N. Peter Kramer’s Weekly Column
EU wholesale gas prices have risen by 17% after Germany’s regulator suspended approval of the Nord Stream 2 natural gas pipeline from Russia to Germany. The pipeline was finished in September. Running under the Baltic Sea, Nord Stream 2 will double Russia’s gas export to Germany. It will circumvent Ukraine, which relies on existing pipelines and would be hard-hit by the loss of transit fees. German businesses have invested heavily in the 1.225 km pipeline and former German Chancellor Gerhard Schroder has played a big role in its development.

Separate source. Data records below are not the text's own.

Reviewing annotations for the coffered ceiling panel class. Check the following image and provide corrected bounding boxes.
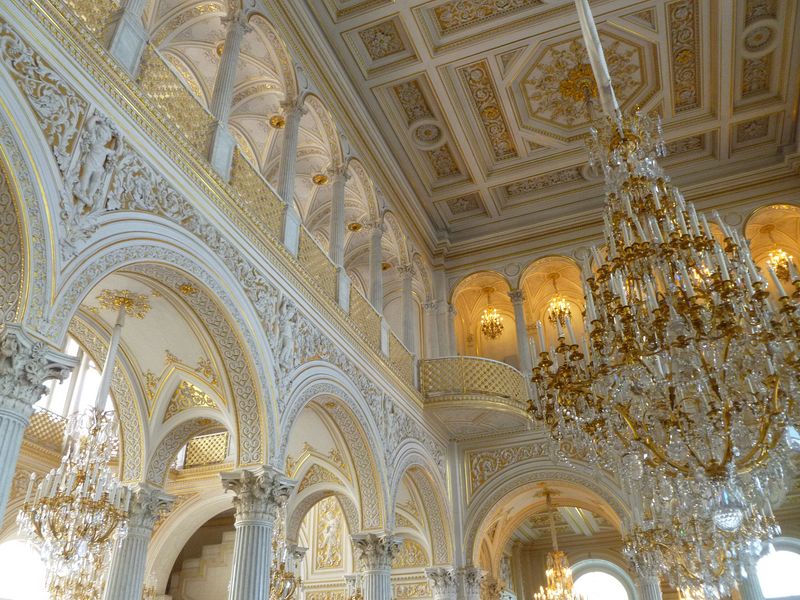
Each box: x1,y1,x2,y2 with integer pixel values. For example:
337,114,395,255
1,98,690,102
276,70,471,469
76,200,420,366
303,0,800,248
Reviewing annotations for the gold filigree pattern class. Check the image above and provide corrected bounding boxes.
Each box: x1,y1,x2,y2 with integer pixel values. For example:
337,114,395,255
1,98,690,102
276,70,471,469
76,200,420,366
314,496,344,569
664,0,701,112
392,81,434,125
433,0,542,33
97,290,150,319
392,539,429,569
358,20,405,60
297,465,342,494
164,381,216,422
522,33,645,127
458,60,517,160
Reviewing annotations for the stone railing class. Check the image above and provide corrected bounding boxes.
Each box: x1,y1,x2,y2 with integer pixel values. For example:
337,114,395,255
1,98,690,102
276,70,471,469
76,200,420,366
420,356,528,410
25,408,67,453
183,431,229,469
31,0,415,388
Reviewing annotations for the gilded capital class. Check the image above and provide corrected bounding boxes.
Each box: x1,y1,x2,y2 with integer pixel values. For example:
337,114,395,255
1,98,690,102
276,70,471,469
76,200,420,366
0,325,77,421
220,467,297,523
353,533,402,571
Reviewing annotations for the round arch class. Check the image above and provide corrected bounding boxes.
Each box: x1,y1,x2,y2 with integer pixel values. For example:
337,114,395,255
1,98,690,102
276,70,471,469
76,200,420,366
282,361,389,530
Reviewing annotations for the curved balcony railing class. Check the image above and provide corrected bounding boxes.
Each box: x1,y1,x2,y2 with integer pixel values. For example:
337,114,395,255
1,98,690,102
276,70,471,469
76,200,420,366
420,356,528,410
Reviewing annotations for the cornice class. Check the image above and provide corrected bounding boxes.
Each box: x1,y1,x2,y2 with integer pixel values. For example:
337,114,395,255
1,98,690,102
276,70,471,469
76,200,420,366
261,0,443,257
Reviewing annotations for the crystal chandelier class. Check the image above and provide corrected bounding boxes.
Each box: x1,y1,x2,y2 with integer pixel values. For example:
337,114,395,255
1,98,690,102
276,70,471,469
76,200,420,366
533,489,575,600
18,409,131,600
481,288,503,340
530,0,800,597
547,273,572,327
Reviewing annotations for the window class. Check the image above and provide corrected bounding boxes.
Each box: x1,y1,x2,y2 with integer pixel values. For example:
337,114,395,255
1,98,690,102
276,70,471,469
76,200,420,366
0,540,49,600
573,571,629,600
757,550,800,598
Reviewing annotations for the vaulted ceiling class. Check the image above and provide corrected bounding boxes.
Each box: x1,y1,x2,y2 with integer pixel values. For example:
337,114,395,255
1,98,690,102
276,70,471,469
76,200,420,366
294,0,800,247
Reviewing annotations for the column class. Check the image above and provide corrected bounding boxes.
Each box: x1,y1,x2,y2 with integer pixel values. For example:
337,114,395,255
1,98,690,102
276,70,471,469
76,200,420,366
425,567,457,600
0,324,76,522
460,567,484,600
328,164,350,312
447,304,458,356
103,484,174,600
220,467,295,600
278,96,308,256
397,265,417,352
736,565,764,600
353,533,401,600
636,573,661,600
508,290,533,379
422,300,442,358
108,0,149,77
367,219,383,314
209,9,251,180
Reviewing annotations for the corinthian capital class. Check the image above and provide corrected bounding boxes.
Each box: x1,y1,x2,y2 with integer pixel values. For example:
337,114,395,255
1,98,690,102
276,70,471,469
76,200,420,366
353,533,402,571
128,484,175,536
0,325,76,420
220,467,297,523
508,290,525,304
425,567,456,598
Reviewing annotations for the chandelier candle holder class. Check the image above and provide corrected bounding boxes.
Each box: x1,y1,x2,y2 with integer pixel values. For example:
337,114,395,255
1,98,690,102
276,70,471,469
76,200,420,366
533,489,580,600
481,287,503,340
18,409,131,600
530,0,800,598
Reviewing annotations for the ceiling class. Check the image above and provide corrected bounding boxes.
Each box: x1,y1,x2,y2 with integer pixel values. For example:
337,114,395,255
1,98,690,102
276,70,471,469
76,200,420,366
294,0,800,247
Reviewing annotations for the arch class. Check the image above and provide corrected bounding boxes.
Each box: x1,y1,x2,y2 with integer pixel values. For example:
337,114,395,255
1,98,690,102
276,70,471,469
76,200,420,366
51,230,278,465
464,460,630,564
282,361,389,530
389,440,453,565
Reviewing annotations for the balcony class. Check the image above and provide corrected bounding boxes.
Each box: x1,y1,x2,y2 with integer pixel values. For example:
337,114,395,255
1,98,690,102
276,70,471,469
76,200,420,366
420,356,529,438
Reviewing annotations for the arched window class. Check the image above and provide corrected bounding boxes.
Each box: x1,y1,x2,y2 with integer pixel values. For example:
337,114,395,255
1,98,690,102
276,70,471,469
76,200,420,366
573,571,630,600
0,540,49,600
757,543,800,599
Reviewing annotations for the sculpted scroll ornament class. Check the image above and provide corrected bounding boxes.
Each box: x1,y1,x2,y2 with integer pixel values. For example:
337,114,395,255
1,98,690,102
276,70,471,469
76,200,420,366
220,467,295,523
0,325,74,421
0,16,444,480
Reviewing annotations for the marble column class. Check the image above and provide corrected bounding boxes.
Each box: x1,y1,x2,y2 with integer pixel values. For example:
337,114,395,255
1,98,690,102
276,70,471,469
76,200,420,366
397,265,417,352
103,484,174,600
736,565,764,600
0,324,77,522
367,219,384,314
277,97,308,256
209,9,251,179
459,567,485,600
425,567,458,600
636,573,661,600
220,467,296,600
422,300,442,358
108,0,149,77
508,290,533,379
353,533,401,600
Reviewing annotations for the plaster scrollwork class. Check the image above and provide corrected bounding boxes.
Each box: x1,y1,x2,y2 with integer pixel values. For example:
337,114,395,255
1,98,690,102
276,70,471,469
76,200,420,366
0,162,24,323
0,325,75,421
0,16,444,488
221,467,295,523
69,318,144,481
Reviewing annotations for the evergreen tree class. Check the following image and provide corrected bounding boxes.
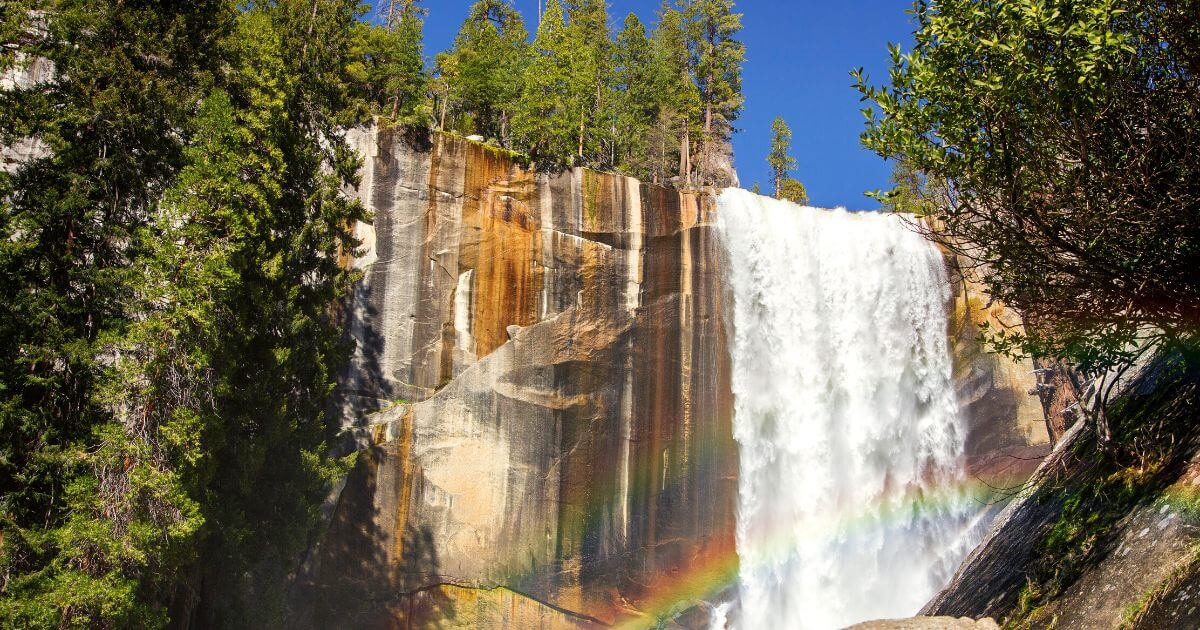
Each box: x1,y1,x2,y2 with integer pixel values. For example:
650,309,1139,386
0,0,362,628
767,116,796,199
650,0,700,185
775,178,809,205
686,0,745,184
0,0,234,626
512,0,578,163
610,13,661,174
566,0,613,167
437,0,529,146
350,0,428,125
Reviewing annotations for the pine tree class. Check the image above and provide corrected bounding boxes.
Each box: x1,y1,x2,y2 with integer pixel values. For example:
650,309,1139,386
0,0,235,626
767,116,809,205
512,0,577,163
610,13,661,179
0,0,362,628
650,0,700,185
566,0,613,167
437,0,529,146
767,116,796,199
686,0,745,184
350,0,428,125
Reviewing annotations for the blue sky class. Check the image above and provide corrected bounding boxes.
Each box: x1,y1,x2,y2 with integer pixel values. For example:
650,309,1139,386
398,0,912,210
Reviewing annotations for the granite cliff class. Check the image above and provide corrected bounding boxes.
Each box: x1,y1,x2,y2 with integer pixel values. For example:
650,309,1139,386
289,128,1049,628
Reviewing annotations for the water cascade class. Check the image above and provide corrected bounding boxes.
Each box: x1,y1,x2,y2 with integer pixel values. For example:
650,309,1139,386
718,190,979,629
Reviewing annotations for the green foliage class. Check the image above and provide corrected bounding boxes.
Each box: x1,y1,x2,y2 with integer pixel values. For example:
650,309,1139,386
877,158,950,217
775,178,809,205
349,0,428,125
685,0,745,184
610,13,661,179
508,0,744,185
856,0,1200,373
0,0,364,628
1006,349,1200,628
650,0,702,184
767,116,796,199
512,0,577,162
437,0,529,142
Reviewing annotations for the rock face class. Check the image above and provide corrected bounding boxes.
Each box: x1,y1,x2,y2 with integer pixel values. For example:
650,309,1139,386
922,352,1200,630
288,130,1044,628
292,126,737,628
947,256,1051,488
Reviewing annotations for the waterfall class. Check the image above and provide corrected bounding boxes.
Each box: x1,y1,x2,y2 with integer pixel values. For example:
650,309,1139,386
716,190,979,630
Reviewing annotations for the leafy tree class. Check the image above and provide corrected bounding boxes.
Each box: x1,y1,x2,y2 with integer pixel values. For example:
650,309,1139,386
179,0,364,628
856,0,1200,434
685,0,745,184
437,0,529,146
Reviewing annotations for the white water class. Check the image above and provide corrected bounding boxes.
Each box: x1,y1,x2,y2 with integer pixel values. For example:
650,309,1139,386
718,190,979,630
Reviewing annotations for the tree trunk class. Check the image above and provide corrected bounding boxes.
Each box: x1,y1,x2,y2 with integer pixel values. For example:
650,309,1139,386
580,104,587,163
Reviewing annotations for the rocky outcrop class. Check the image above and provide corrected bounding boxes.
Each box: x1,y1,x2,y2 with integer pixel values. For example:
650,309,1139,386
923,352,1200,629
947,254,1051,491
292,126,737,628
288,125,1044,628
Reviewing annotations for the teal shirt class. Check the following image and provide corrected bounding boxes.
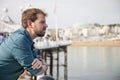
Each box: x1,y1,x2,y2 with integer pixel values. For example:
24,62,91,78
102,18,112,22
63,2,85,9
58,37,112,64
0,27,42,80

It is clear, the new pipeline plays its role in the new ‘cold war’ between the EU and Russia. Critics fear the new pipeline will increase further Germany’s already heavy energy dependence on Russia; it is much better to be dependent on a country like Ukraine of course. The German’s regulator’s decision to suspend certification has been welcomed by Naftogaz, the Ukrainian energy firm. The Polish gas company PGNiG responded with a call for energy solidarity in the EU. The Nord Stream 2 consortium declined to comment.
Gas prices were already high before the latest setback for Nord Stream 2. A cold winter in Europe last year put further pressure on supplies and, as a result, stored gas levels are much lower than normal. The German regulator’s decision adds something extra to the already high price. Presumably, the German consumers are the real losers.